At 29 weeks of pregnancy, the average baby weighs about 1,370 grams, or roughly 3 pounds. Most babies at this stage fall somewhere between 2.5 and 3.5 pounds, depending on genetics, maternal health, and how the placenta is functioning. If you’ve just had an ultrasound and want to know whether your baby’s weight looks normal, here’s what the numbers mean.
Average Weight at 29 Weeks
Fetal weight at 29 weeks spans a wide range that’s considered perfectly healthy. The 50th percentile, meaning the midpoint where half of babies weigh more and half weigh less, is about 1,372 grams (just over 3 pounds). Babies at the 10th percentile weigh around 1,177 grams (about 2.6 pounds), and those at the 90th percentile come in near 1,567 grams (roughly 3.5 pounds). All of these weights fall within the normal range.
Crown-to-heel length at this point is approximately 38 to 39 centimeters, or about 15 inches. Your baby is roughly the size of a butternut squash. Over the next several weeks, weight gain accelerates significantly as your baby adds body fat and muscle, so these numbers change quickly.
How Accurate Are Ultrasound Estimates?
It’s worth knowing that estimated fetal weight from an ultrasound is just that: an estimate. The accepted margin of error is up to 20% in either direction, though most estimates land closer to the mark. One large study found the median difference between the projected weight and the actual birth weight was about 6%. So if your ultrasound says your baby weighs 1,300 grams, the true weight could reasonably be anywhere from about 1,220 to 1,380 grams, and potentially further off in some cases.
This means a single measurement that seems slightly high or low isn’t necessarily cause for concern. Your provider will typically track growth over multiple appointments, looking at the trend rather than any one number.
What’s Happening at 29 Weeks
At 29 weeks, your baby is in the middle of a critical growth phase. The brain is developing most rapidly during this period, and your baby can now both see and hear stimuli from outside the womb. Most internal organ systems are well developed, though the lungs are still maturing and would need support if the baby were born early.
Your baby is also building up reserves of body fat, which serve two purposes: regulating body temperature after birth and providing energy. This fat accumulation is a big part of why weight gain picks up so much during the third trimester. You may notice that kicks and jabs feel more like sharp pokes now, since your baby is getting increasingly cramped inside the amniotic sac.

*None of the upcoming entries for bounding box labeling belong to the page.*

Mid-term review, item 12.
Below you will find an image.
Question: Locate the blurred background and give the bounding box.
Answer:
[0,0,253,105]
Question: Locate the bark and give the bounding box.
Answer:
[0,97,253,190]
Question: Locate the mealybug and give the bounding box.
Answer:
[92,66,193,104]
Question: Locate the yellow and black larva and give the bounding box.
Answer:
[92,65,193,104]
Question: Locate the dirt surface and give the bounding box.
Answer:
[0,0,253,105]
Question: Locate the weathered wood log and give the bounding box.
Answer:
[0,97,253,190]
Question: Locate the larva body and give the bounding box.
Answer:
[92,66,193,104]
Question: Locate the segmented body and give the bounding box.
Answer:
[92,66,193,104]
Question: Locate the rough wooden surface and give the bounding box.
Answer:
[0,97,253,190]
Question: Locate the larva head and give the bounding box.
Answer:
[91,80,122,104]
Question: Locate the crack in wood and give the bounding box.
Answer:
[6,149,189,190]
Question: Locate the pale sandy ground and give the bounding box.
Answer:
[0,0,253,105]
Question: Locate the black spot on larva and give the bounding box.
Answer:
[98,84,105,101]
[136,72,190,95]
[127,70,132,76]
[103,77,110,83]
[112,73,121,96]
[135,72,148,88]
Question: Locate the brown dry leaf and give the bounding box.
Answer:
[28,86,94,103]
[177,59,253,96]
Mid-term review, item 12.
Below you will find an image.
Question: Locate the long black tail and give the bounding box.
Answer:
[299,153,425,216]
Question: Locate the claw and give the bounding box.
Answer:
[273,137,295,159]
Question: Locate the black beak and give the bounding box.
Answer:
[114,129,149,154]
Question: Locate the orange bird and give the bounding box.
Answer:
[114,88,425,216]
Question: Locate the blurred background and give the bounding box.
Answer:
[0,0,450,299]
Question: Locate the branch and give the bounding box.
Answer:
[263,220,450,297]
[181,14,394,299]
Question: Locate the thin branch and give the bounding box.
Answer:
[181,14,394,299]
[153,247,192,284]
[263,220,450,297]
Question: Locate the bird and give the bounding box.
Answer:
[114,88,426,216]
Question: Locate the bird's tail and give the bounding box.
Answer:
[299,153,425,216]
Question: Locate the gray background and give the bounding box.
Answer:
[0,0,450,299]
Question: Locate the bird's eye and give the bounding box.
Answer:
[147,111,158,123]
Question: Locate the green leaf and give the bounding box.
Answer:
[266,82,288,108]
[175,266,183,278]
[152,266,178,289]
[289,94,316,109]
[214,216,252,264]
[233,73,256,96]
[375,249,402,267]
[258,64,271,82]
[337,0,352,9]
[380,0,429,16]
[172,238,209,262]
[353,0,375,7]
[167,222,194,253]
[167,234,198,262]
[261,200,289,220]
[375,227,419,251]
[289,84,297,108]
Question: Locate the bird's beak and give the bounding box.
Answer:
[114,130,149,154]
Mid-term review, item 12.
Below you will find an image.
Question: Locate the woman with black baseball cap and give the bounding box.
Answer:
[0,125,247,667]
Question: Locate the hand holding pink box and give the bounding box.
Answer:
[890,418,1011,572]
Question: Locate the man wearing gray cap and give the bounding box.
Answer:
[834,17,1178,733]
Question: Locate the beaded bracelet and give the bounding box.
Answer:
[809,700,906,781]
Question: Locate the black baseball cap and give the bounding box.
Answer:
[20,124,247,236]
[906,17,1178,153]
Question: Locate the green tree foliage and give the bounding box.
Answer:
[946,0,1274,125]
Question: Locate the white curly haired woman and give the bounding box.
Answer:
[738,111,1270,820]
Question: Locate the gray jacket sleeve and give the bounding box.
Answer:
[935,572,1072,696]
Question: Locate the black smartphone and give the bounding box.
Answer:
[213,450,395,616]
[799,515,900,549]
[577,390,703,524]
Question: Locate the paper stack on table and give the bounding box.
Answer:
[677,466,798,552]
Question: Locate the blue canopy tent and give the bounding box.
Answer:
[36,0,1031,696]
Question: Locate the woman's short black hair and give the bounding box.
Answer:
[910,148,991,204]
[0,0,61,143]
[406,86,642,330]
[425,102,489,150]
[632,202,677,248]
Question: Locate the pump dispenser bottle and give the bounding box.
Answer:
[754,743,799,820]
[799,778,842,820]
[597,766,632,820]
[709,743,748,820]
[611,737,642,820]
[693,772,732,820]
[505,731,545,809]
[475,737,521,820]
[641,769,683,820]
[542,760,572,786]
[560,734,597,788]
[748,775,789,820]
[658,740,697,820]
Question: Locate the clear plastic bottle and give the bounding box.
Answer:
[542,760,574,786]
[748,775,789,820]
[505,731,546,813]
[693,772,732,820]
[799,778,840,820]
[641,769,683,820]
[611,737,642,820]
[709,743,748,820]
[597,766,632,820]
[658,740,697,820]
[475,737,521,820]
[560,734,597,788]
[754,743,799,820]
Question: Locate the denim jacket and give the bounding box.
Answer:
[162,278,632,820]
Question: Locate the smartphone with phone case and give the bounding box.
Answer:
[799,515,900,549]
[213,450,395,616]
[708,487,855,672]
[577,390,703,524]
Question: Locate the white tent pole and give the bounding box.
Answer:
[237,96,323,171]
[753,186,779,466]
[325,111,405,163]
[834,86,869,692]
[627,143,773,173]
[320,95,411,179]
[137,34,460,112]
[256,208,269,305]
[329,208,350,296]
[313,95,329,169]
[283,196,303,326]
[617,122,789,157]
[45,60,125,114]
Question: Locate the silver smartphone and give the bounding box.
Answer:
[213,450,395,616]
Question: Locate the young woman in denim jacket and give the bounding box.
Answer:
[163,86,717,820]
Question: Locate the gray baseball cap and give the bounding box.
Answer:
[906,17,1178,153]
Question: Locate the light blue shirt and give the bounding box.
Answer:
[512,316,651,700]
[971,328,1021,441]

Why Some Babies Measure Smaller
A baby whose estimated weight falls below the 10th percentile for gestational age may be flagged as having fetal growth restriction. At 29 weeks, that threshold is roughly 1,177 grams. Severe growth restriction is defined as weight below the 3rd percentile. Growth restriction diagnosed before 32 weeks is considered early-onset and tends to be monitored more closely because it carries a higher risk of complications.
But a below-average weight doesn’t automatically signal a problem. Many healthy babies simply measure small because their parents are small in stature or because one or both parents were small babies themselves. These are sometimes called “constitutionally small” babies, and they’re growing exactly as expected for their genetics.
When growth restriction does have a medical cause, the most common factors include:
- Maternal health conditions: high blood pressure, autoimmune diseases like lupus, pregestational diabetes, or certain infections
- Placental issues: the umbilical cord attaching in the wrong place on the placenta, or only one umbilical artery forming instead of two, both of which reduce blood flow to the baby
- Fetal factors: heart conditions or genetic differences such as trisomy 21
- Lifestyle factors: smoking, alcohol use, or substance use during pregnancy
- Multiple pregnancies: carrying twins or more means each baby typically weighs less individually
Why Some Babies Measure Larger
A baby above the 90th percentile (roughly 1,567 grams or more at 29 weeks) is considered large for gestational age. The most common reasons are maternal diabetes, including gestational diabetes that develops during pregnancy, and parental genetics. If both parents are tall or were large at birth, a bigger baby is expected. Your provider may monitor blood sugar levels and schedule additional ultrasounds to track growth if your baby consistently measures above the 90th percentile.
What Growth Tracking Looks Like
Rather than fixating on a single weight measurement, providers look at how your baby’s growth tracks over time. A baby who has been consistently around the 25th percentile, for instance, is growing normally for their own curve, even though they’re below average. What raises concern is a baby who was tracking at the 50th percentile and then drops to the 15th, because that shift suggests something may be slowing growth.
If your provider identifies a potential growth issue at 29 weeks, the typical next step is more frequent ultrasounds, often every two to four weeks, along with monitoring blood flow through the umbilical cord. At this stage of pregnancy, there’s still meaningful time for your baby to gain weight before delivery, and most babies who measure slightly small or large at 29 weeks are born at perfectly healthy weights.